Written by John Reuben Thompson in 1863, “Richmond is a Hard Road to Travel” is a satirical song mocking the Union Army’s inability to capture Richmond, Virginia, the Confederate capital, in 1861 and 1862. It was set to the tune of “Jordan is a Hard Road to Travel” by Daniel Decatur Emmett, who also wrote “Dixie”.

Would you like to hear my song?
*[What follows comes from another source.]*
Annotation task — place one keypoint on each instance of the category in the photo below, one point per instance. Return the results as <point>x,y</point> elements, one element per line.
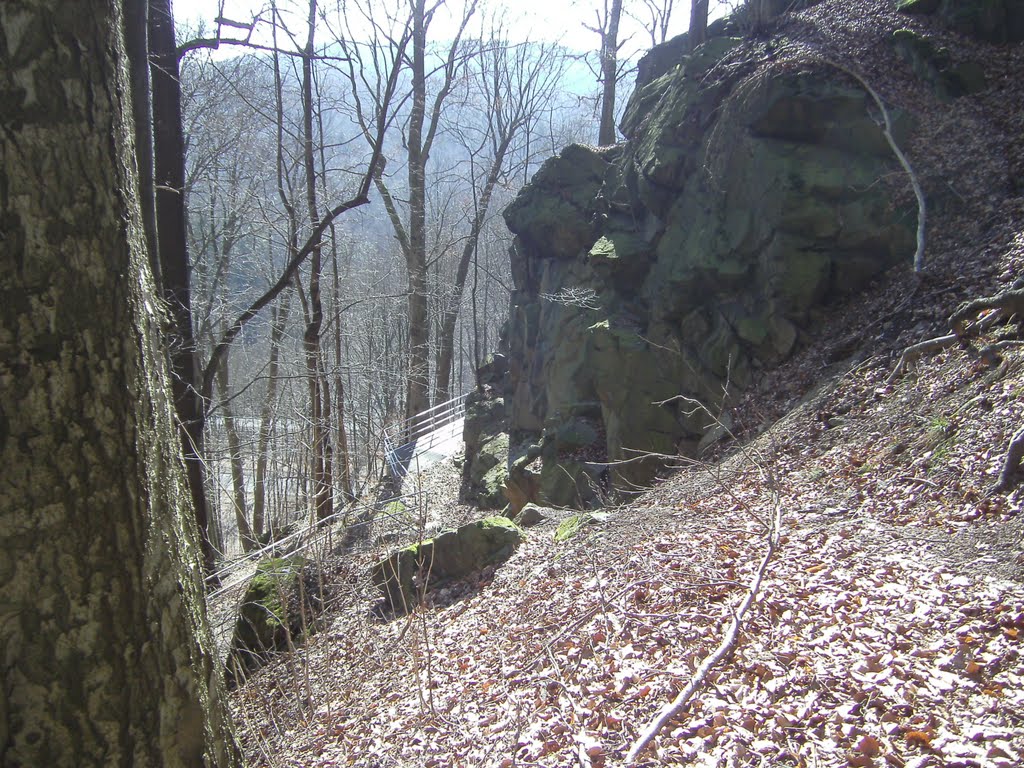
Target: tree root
<point>966,324</point>
<point>1008,475</point>
<point>912,353</point>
I’m afraid it’s rather long,
Of the famous “On to Richmond” double trouble;
Of the half a dozen trips and half a dozen slips
And the very latest bursting of the bubble.
‘Tis pretty hard to sing and, like a round, round ring,
‘Tis a dreadful knotty puzzle to unravel;
Though all the papers swore, when we touched Virginia’s shore,
That Richmond was a hard road to travel.

Then pull off your overcoat and roll up your sleeve,
For Richmond is a hard road to travel.
Then pull off your overcoat and roll up your sleeve,
For Richmond is a hard road to travel, I believe.

First McDowell, bold and gay, set forth the shortest way
By Manassas in the pleasant summer weather
But unfortunately ran on a Stonewall (foolish man!)
And had a rocky journey altogether.
And he found it rather hard to ride over Beauregard
And Johnston proved a deuce of a bother.
‘Twas clear beyond a doubt that he didn’t like the route
And a second time would have to try another.

Then pull off your overcoat and roll up your sleeve,
For Manassas is a hard road to travel.
Manassas gave us fits, and Bull Run made us grieve,
For Richmond is a hard road to travel, I believe.

Next came the Wooly Horse with an overwhelming force
To march down to Richmond by the Valley,
But he couldn’t find the road, and his onward movement showed
His campaigning was a mere shilly-shally.
Then Commissary Banks, with his motley foreign ranks
Kicking up a great noise, fuss, and flurry,
Lost the whole of his supplies and with tears in his eyes
From the Stonewall ran away in a hurry.